Photo: York Johnson with a 23-pound Tillamook Bay hatchery spring Chinook.
I, maybe too often, tout myself as a proud sixth-generation Oregonian, deeply invested in the health and well-being of Oregon’s natural resources. Some would say I advocate for fish and wildlife for selfish reasons; I fish and I hunt. Call me greedy, my opponents do; I want more fish and game in Oregon’s waters and on our landscape.
The reality is, however, I’ve spent countless months off the water, lost tens of thousands of dollars in revenue and let hundreds, if not thousands, of delicious salmon, steelhead and sturgeon go because of conservation measures needed to protect sensitive stocks of fish. It’s not only the law, but it’s the right thing to do. I’ve always been proud that Oregonians are willing to sit on the sidelines to ensure the next generation of fish can be spawned.
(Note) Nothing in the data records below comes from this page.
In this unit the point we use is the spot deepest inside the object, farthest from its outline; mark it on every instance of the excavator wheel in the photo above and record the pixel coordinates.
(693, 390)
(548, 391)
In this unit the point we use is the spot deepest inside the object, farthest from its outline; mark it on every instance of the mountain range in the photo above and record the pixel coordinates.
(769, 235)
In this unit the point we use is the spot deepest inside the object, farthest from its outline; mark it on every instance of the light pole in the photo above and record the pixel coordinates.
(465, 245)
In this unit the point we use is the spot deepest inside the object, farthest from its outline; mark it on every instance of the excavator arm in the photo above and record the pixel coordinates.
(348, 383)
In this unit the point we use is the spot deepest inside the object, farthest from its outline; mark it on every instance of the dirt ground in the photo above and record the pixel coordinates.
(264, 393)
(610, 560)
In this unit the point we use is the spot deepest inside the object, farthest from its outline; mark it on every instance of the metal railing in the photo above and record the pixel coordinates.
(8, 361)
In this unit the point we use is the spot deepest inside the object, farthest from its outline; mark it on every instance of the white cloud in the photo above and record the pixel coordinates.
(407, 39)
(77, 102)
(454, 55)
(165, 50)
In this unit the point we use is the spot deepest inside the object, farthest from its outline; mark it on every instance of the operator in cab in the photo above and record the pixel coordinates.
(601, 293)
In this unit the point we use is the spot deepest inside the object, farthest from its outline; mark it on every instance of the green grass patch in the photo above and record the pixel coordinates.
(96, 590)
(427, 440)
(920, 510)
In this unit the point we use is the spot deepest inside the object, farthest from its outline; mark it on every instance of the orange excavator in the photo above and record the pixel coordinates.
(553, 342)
While we humans have done our damage, it was largely due to the ignorance of the ecological needs of what these iconic species need to thrive, not due to sport angler greed.
We can’t use that excuse any longer; we have enough science to tell us what we’re doing wrong and what we need to do right in order to recover our diminishing stocks of fish. It’s pushing the needle far enough, against established policy, to make the change. I’ve cited the Salmon 2100 project before, which details the extent to which we need to move the needle to save salmon from just a remnant population by the year 2100. It’s pretty alarming news, and given the muscle memory our society has, along with its persistent needs for non-renewable energy and the thirst to develop land, I can’t say I’m all that optimistic. I’m grateful that I won’t be fishing in the year 2100.
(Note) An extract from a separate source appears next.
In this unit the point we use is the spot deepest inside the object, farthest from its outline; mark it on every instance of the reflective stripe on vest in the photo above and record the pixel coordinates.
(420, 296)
So why is it here in “The Beaver State” that, despite lots of leeway, Oregon just got a $1.2 million dollar check pulled out from under us, to do restoration and enhancement work in our wetlands because we couldn’t get our act together to slow down coastal pollution in our coastal waterways? To quote the article, “The decision makes Oregon the first state to face penalties for failing to meet federal standards set in 1990.” Yes, you read that right, 1990. Who here do you know, who gets 26 years to “get it right,” other than a mass murderer in a federal penitentiary? So proud right now….
Nobody likes regulation, but hunters and anglers likely face more regulation in harvesting than any other stakeholder in our watersheds. For an animal that’s on top of the food chain on so many levels, why are we on the bottom of the supply chain? Maybe it’s because we’re about as close to an end user as it gets.
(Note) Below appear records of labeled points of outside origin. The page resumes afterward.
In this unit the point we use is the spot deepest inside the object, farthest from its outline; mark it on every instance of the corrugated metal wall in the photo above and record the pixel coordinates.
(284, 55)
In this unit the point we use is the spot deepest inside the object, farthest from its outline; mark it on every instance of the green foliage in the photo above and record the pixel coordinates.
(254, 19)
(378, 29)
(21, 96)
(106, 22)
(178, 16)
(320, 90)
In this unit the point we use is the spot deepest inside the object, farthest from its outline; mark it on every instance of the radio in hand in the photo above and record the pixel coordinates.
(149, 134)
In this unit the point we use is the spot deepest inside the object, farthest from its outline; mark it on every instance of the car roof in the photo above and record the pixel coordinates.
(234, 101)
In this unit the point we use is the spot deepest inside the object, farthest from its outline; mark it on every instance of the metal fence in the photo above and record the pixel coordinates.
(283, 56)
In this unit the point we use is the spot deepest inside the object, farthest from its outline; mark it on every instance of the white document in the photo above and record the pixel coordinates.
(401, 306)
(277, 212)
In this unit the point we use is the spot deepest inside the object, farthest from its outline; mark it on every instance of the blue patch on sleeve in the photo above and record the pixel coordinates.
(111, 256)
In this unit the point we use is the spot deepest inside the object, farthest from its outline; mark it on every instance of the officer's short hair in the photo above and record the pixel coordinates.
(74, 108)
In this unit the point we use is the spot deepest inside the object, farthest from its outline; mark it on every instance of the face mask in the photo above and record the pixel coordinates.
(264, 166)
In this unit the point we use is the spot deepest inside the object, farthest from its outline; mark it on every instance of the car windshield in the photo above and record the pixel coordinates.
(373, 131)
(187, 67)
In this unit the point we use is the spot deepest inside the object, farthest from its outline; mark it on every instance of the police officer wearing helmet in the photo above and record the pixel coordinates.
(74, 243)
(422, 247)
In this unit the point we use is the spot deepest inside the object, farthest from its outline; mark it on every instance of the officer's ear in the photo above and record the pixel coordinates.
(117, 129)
It’s much, much easier to see the direct correlation to hook and line mortalities than it is the massive adult salmon kills we witnessed in the Pacific Northwest this summer. And how about the juveniles? It’s much easier to see dead, bloated and floating adult salmon versus the three to six inch baby salmon that fell victim to last summer’s lethal summer temperatures. And pollution, such as the pesticide use in our watersheds that bio-accumulate over time? Too hard to model, we’ll be told.
And we have it good here in the United States, or at least that’s what I’m told to believe. There is an incredible amount of regulation that happens for our natural resource extractors, not just us. Regulation that was considered cutting edge way back in 1971, called The Forest Practices Act is obviously outdated if Oregon just got fined $1.2 million dollars for not coming into compliance for the last 26 years…. After all, what harm can runoff from old logging roads, logging slide-prone hillsides and aerial spraying near stream banks really do?
And here’s a good one, Richard Whitman, Governor Brown’s natural resource advisor, told the Oregonian that, “the state plans to address remaining concerns through voluntary measures.” Man, what a Pandora’s Box that opens up! How do you think I would do with “voluntary measures” if I had a choice to release or retain, a twenty-five pound wild spring Chinook salmon that’s worth over $40/lb.? I’m afraid I’d have to voluntarily invite it over for dinner, and I’m a conservationist!
As one that adheres to all fishing regulations, at least to my knowledge, sometimes angler’s choice isn’t the right choice. I hope for salmon that there is a day when sport anglers can work more closely with environmentalists to achieve a goal we all want for our Oregon. Our oceans have sound regulation and our fishermen have sound regulation. If we plan to have wild salmon and steelhead for future generations to enjoy, I know we’re not going to get there with voluntary measures.